Bell and White, the men behind the Renault R25, explain their creation 01 Feb 2005
Renaults chassis and engine technical directors, Bob Bell and Rob White, explain the philosophy and development of the new Renault R25 and its RS25 engine.
Q: The new R25 is an impressive machine. Tell us a little about it?
Bob Bell: The philosophy behind the car is very much one of evolution, and we hope the R25 will be a package capable of fighting for race wins. Last year, the mechanical architecture of the car was compromised by the late change of engine angle; the new RS25 engine has a lower centre of gravity, and a much stiffer installation than we were able to achieve in 2004. Our focus has been on optimising each detail to improve stiffness, reduce weight and package the components very tightly to give our aerodynamicists as much freedom as possible.
Q: How did the regulation changes impact the design process?
BB: We allocated wind tunnel resources as soon as the regulation changes were announced last July. That decision was a risk, and it cost us performance at the end of last season, but it was undoubtedly the right one. We have made a big step forward from our initial downforce loss of approximately 25%.
Q: What are the major innovations on the R25?
BB: We have an all-new electronic system integrating the engine and chassis controllers, named Step 11. It is physically lighter, representing a quarter of the total weight saving in the new car, and brings us a concrete advantage in terms of the scope of our development: we now possess four times' greater processing power, and ten times' more data acquisition capacity, all of which will contribute to improvements in our control systems. The other new feature of the car is the 'v keel' front suspension.

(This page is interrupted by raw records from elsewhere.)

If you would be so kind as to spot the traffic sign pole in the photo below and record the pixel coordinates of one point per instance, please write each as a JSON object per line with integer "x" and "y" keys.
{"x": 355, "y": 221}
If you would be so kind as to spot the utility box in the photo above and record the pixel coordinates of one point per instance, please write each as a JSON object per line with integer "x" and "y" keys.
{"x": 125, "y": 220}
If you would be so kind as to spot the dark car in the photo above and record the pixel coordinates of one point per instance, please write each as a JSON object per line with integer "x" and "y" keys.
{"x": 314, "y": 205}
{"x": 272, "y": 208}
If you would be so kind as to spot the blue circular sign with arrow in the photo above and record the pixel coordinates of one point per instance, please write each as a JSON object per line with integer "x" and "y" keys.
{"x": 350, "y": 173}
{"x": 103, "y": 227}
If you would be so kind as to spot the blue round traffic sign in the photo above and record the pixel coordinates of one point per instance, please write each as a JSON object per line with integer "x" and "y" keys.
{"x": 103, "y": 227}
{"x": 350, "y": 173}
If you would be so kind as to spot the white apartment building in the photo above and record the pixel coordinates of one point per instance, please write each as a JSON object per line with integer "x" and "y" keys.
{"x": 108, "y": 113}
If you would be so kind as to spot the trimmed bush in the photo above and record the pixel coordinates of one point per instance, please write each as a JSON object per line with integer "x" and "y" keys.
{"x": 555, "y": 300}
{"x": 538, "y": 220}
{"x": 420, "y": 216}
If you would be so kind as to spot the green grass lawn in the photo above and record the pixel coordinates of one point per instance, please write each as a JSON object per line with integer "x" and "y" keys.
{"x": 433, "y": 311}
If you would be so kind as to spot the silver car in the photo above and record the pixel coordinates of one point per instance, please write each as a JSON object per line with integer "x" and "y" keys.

Q: Why did you choose this solution for the front suspension?
BB: In recent years, we have seen two schools of thought evolve in front suspension design: the traditional single keel, with a single front lower wishbone, and the twin keel, which brings a measurable aerodynamic gain but can also have a structural penalty outweighing the benefit. We believe the v-keel is a very elegant solution to this dilemma, as it combines the virtues of both systems: we have obtained an aerodynamic advantage for minimal structural penalty, while maintaining our preferred mechanical configuration for the front suspension.
Q: Overall, what are your expectations for the car?
BB: The R25 is certainly the best-integrated car the team has produced so far. We have worked very closely with Viry to optimise the engine installation, and the aerodynamic improvements from our initial starting point are beyond what we would normally expect under stable regulations. I am confident that the numerous gains we have made will translate into a concrete step forward in competitiveness on track.
Q: You have said the RS25 is an evolutionary step: what is the crossover from last year's engine?
RW: The RS25 is a clean sheet design, and shares no major components with RS24: 98% of the parts are new. The engine maintains the 72° architecture of its predecessor, but we have included the lessons learned from RS24, and further refined the engine-chassis integration. The engine's centre of gravity is significantly lower, recovering nearly 70% of the difference relative to the previous generation of wide-angle engines. Equally, despite the doubling of life for this season, the engine has not gained in weight.
Q: The engine will be running a brand new electronic system: what benefits does this bring?
RW: We will use the Step 11 system in 2005, a combined chassis and engine controller developed with Magneti Marelli. This major programme has run in parallel with the car and engine design, and marks a further step in the integration of the two. Conceptually, the target has been to simplify the electrical and electronic installations while providing a more powerful platform for the development of engine and chassis control systems.
Q: What has been the impact of the technical regulations on performance development?
RW: We are pleased with the performance of RS25 at this stage of its development. The engine must drive cleanly through a huge rev range in modern F1, and we will therefore develop the engine's torque curve and power delivery according to the same philosophy of total vehicle performance as its predecessors. In terms of specifics, the RS25 has hit or exceeded all of its performance objectives thus far.
Q: What was the impact of the regulation changes on the engine's development?
RW: The changes arrived too late to affect the overall philosophy of the engine but in order to respond to them, we had to review every component and system, and conduct detailed risk analysis on the impact of extending engine life. Parts must now last four times longer than two years ago, and to ensure we can meet the challenge of the regulations, we must respect extremely strict quality requirements.
Q: Finally, will the new regulations bring about cost savings?
RW: The direct engine costs of running the car will be lower in 2005: the number of engines built will be substantially less and although each one is more expensive, there is a net saving. Change obviously has cost implications in terms of development, and these costs will offset the savings for the manufacturers. However, it is reasonable to expect that small teams buying engines will see real economies thanks to the regulations.